Mevsimlik İşçilerin sorunlarıyla ilgili geçmişte yazdığım yazıları Meclise taşıyan ve ülkemizde ilk kez bir Başbakanlık Genelgesi’nin çıkarılmasını sağlayan eski Milletvekilimiz Sayın Mehmet Emin Ekmen’in çabalarını unutmuyorum.

O malum Başbakanlık Genelgesi ile mevsimlik işçilerimiz ulaşım, konaklama, eğitim, sağlık başta olmak üzere kısmen rahat nefes aldı. Ancak gerekli denetim yapılmadığını ve mevsimlik emekçilerin yine büyük zorluklar yaşadıkları gerçeğini de hatırlatayım.

Okulların yaz tatiline girmesiyle birlikte, bu köşede “Haydi Kızlar Çapaya” ve ‘Haydi Çocuklar Çalışmaya’ başlıklı nice yazılar yazarak hem emek sömürüsüne, hem çalışan çocuklar gerçeğine dikkat çekip durdum.

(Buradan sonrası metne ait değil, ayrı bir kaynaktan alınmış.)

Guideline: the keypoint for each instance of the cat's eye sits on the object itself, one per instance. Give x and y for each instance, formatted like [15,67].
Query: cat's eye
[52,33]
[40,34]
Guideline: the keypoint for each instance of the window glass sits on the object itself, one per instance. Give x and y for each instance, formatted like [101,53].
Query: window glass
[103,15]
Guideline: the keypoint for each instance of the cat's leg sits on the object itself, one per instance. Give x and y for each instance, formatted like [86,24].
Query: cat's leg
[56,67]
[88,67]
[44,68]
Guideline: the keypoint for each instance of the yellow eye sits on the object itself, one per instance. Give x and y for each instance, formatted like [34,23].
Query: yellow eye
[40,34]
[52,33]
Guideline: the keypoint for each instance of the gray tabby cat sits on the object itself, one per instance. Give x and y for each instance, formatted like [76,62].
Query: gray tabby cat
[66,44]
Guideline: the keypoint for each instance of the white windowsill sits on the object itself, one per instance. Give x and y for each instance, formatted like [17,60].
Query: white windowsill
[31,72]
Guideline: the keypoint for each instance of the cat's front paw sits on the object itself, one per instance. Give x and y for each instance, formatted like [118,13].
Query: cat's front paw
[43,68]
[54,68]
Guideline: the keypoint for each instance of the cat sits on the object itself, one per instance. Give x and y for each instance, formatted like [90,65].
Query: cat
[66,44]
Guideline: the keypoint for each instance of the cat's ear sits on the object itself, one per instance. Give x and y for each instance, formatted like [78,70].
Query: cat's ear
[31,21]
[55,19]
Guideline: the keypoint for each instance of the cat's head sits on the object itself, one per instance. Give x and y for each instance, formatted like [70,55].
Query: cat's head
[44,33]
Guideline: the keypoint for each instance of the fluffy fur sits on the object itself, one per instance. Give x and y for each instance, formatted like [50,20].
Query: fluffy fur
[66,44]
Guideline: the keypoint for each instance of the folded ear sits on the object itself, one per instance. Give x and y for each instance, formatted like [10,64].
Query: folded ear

Ne yazık ki toplumsal meselelerimizle(Hatta petrol kirliliği, içme suyumuzdaki fenol, asbestli su boruları, sularımızın analizleri gibi konularda da) ilgili yerel basında uzun yorumlar yapan meslektaşlarım pek olmadığı için etkili bir kamuoyu oluşturamıyorum…

İki günlük değerlendirme ile bu meseleyi kapatacağımı tasarlamıştım, çocuklarımızın üzerimizdeki hakları ve önemine binaen yarın ki yazımda da inşallah bu konuyu işleyeceğim. İnşallah bu mesele hakkında yıllardır susmadığımı gösteren kanıtlar sunacağım.